Voici en vrac quelques opinions que Warren Buffet a partagées lors d’une interview qu’il a accordé à Charlie Rose sur PBS le 30 septembre dernier.

  • Dans les quelques 70 compagnies que nous supervisons chez Berkshire Hathaway, je ne vois aucunement de récession.
  • L’économie ne galope pas mais elle ne baisse pas.
  • Nous avons eu une énorme bulle immobilière et nous sommes en train de guérir ce problème.
  • La construction va repartir lorsqu’il y aura plus de nouveaux foyers pour les habiter que de maisons, car on a créé plus de maisons que la demande lors de la dernière bulle. Par contre, en ce moment, l’Amérique crée plus de foyers qu’elle ne construit de maisons. Donc, au cours des prochaines années, la balance déficitaire devrait s’inverser.
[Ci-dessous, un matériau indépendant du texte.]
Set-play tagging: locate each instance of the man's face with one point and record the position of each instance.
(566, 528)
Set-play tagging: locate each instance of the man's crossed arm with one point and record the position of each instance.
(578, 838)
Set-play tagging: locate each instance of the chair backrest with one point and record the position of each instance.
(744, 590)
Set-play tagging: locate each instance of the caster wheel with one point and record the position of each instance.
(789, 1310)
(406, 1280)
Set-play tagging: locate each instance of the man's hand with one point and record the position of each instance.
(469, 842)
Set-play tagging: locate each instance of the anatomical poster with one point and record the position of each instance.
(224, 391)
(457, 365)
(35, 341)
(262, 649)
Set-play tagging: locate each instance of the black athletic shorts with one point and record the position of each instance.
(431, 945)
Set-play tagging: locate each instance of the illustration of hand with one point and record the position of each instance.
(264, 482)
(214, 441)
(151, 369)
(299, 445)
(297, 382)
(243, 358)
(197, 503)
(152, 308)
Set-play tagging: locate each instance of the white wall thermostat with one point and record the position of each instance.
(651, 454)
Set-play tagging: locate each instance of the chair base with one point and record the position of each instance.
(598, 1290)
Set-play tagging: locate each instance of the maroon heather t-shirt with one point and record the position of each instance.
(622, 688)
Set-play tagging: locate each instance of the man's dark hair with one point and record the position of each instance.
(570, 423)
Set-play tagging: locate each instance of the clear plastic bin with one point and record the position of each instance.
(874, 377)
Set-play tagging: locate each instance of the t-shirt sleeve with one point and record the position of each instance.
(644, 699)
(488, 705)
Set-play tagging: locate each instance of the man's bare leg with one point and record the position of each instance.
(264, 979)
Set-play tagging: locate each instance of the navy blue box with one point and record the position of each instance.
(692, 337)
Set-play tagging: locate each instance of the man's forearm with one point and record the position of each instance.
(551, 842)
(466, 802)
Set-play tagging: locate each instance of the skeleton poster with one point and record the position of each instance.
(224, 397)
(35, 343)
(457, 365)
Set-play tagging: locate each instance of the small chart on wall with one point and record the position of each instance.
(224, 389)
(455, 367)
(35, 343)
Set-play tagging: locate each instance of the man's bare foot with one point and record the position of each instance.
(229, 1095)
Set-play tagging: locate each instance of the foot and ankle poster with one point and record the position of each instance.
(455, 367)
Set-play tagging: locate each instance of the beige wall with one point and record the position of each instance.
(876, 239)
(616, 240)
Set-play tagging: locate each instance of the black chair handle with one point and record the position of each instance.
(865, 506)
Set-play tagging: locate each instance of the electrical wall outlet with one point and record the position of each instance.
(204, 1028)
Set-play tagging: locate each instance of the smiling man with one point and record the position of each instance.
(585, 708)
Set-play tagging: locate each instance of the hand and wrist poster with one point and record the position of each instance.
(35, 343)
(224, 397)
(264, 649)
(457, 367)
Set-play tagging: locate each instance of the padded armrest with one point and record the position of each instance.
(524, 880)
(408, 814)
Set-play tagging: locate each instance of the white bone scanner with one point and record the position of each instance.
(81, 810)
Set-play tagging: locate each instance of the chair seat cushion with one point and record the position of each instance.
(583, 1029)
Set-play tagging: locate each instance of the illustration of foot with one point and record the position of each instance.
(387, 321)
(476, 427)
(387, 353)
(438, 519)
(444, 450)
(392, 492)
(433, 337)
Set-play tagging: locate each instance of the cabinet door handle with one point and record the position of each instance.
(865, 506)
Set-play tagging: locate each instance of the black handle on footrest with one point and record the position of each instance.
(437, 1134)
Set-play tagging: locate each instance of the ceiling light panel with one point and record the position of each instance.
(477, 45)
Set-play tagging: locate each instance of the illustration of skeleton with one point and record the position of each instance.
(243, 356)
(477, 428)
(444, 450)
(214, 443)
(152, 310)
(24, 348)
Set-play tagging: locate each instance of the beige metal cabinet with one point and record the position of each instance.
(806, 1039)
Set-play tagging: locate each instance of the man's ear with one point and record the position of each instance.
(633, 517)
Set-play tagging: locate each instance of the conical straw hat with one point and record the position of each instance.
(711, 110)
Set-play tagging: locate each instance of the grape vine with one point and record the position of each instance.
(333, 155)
  • Actuellement, la direction de la Bank Of America pose les bonnes actions pour remettre de l’ordre dans la compagnie. Ils ont fait beaucoup d’erreurs avant la bulle, qui coûtent très cher aujourd’hui, mais cela fait partie des affaires. Notre filiale Geico a aussi connu des problèmes sérieux dans les années 70, ainsi qu’American Express dans les années 60. Toutes deux sont sorties du marasme et sont devenues deux de mes meilleurs placements.  Je crois que la même chose se produira pour Bank Of America.  Cela prendra du temps et encore des mauvaises nouvelles, mais elle passera à travers ces nombreux défis.
  • Nous avons une économie extraordinaire aux États-Unis, qui va éventuellement reprendre son air d’aller grâce à notre force entrepreneuriale..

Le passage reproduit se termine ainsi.